Pojedyncze poziomy w grze nazywane są strefy, a te z kolei składają się na akty, czyli światy o odmiennym charakterze. Zróżnicowanie plansz jest spore, są one też bardzo rozbudowane więc zabawa z Soniciem zdecydowanie nie jest monotonna. Po ukończeniu wszystkich stref w danym akcie za każdym razem przyjdzie nam się zmierzyć z końcowym bossem, którym niezmiennie od lat jest zły Dr Eggman. Zawsze szykuje on dla nas nową niespodziankę, a pokonanie go będzie wymagało odnalezienia jego słabego punktu.

W najnowszego Sonica gra się na Tegrze po prostu wyśmienicie. Tempo rozgrywki bywa naprawdę wysokie, a mimo to gra przez cały czas pozostaje płynna. Twórcy Sonic 4 Episode II THD twierdzą, że potencjał Tegry 3 przyczynił się do tego, że mogli stworzyć tytuł, który prezentuje się świetnie i działa bez najmniejszych spowolnień. Sonic 4 Episode II THD wart jest więc polecenia nie tylko dla osób, które niebieskiego jeża znają z czasów swojego dzieciństwa. Jest to tytuł dopracowany pod każdym względem, oferujący wysokie tempo rozgrywki i miłą dla oka grafikę.

sonic3_resize

Podsumowanie

Oferta gier dedykowanych dla czterordzeniowej Tegry 3 być może nie jest tak bogata, jak życzyłaby sobie NVIDIA, lecz mimo to spośród dostępnych tam tytułów niemal każdy jest w stanie znaleźć coś dla siebie. Jak zauważyliście czytając opisy poszczególnych gier, które wybraliśmy do zestawienia, w większości wersje gier dedykowane Tegrze 3 różnią się od zwykłych wersji kosmetycznymi detalami – odrobinę bardziej urozmaiconym środowiskiem gry (Shadowgun, Dead Trigger), bądź też nawet prostymi efektami wizualnymi (Riptide GP). Inne z kolei nie oferują niemal żadnych widocznych zmian, zamiast tego proponując dodatkowe, płatne poziomy (Auralux), czy też „lepszą jakość rozgrywki”, której nie można w żaden sposób zmierzyć (Sonic). Gier, które tak jak Dark Meadow faktycznie wykorzystują potencjał tego mocnego, czterordzeniowego układu jest raczej niewiele.

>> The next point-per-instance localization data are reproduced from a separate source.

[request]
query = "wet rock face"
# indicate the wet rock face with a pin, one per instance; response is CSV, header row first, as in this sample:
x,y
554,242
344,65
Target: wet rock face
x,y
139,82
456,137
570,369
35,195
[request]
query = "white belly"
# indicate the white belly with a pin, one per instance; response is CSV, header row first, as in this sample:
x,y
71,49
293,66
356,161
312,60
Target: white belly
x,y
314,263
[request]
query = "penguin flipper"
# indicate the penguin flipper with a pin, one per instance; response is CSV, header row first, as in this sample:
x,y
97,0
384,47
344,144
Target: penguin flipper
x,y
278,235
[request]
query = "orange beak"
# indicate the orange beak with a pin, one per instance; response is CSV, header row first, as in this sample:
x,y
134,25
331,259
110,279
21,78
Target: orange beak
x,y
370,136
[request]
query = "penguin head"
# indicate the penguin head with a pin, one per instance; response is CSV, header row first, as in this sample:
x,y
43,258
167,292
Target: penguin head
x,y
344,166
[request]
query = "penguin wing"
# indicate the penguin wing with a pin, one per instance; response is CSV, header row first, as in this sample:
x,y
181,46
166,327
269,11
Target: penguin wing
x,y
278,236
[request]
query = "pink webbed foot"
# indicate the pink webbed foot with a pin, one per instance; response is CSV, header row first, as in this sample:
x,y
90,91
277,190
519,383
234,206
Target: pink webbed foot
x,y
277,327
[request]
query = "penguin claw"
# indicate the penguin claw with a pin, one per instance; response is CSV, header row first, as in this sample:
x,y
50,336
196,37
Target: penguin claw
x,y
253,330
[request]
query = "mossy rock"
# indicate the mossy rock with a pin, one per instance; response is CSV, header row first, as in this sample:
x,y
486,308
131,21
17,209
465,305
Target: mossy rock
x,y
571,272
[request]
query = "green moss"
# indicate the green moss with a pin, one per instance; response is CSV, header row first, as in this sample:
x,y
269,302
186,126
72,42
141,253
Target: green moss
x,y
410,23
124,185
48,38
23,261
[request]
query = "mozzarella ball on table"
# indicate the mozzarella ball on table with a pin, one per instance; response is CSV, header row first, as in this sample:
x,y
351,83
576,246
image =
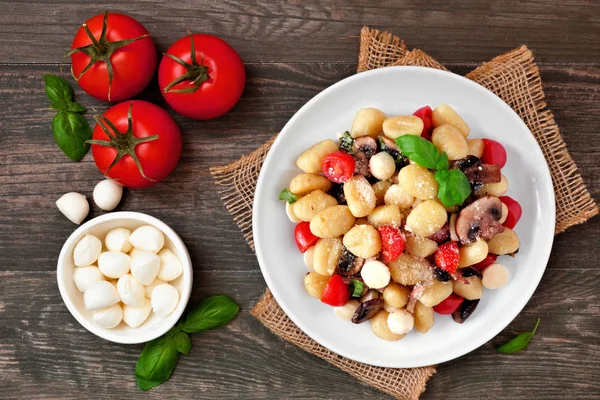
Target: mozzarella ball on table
x,y
130,291
114,264
118,240
135,316
107,194
84,277
108,317
101,294
87,251
145,267
164,299
147,238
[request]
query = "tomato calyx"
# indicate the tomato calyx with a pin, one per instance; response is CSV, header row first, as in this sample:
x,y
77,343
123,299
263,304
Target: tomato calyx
x,y
101,50
124,143
196,72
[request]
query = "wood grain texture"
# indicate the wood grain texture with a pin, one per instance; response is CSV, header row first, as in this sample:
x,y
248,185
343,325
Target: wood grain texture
x,y
294,49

Producenci gier nauczeni doświadczeniami z czasów Tegry 2 zauważyli, że projektowanie gier z myślą o wyłącznie jednym układzie jest zwyczajnie nieopłacalne z finansowego punktu widzenia. Zamiast zawężać listę odbiorców swoich gier postanowili pójść w innym kroku, proponując użytkownikom urządzeń z układem Tegra odrobinę zmodyfikowane wersje tytułów, które dostępne są też dla szerszej grupy odbiorców. Nie zmienia to faktu, że w większości są to bardzo przyzwoite gry, warte uwagi nie tylko ze względu na kilka ciekawych efektów graficznych, lecz ze względu na poziom rozrywki, który mają do zaoferowania. Mam jednak wrażenie, że Tegra Zone poszło w innym kierunku, niż początkowo wymarzyła to sobie NVIDIA. Powodem takiego stanu rzeczy jest między innymi to, że Tegra 3 nie osiągnęła jeszcze wielkiego sukcesu rynkowego i dostępna jest w mniejszej ilości urządzeń niż jej poprzednik, dwurdzeniowa Tegra 2. Może ona jednak wkrótce znacząco zyskać na popularności, a wszystko to dzięki tanim tabletom z Nexusem 7 na czele, oraz domowym konsolom, takim jak OUYA. Jesteśmy ciekawi, jak potoczą się losy Tegra Zone i sądzimy, że NVIDIA jest nas jeszcze w stanie zaskoczyć jakimś nowym, świeżym pomysłem.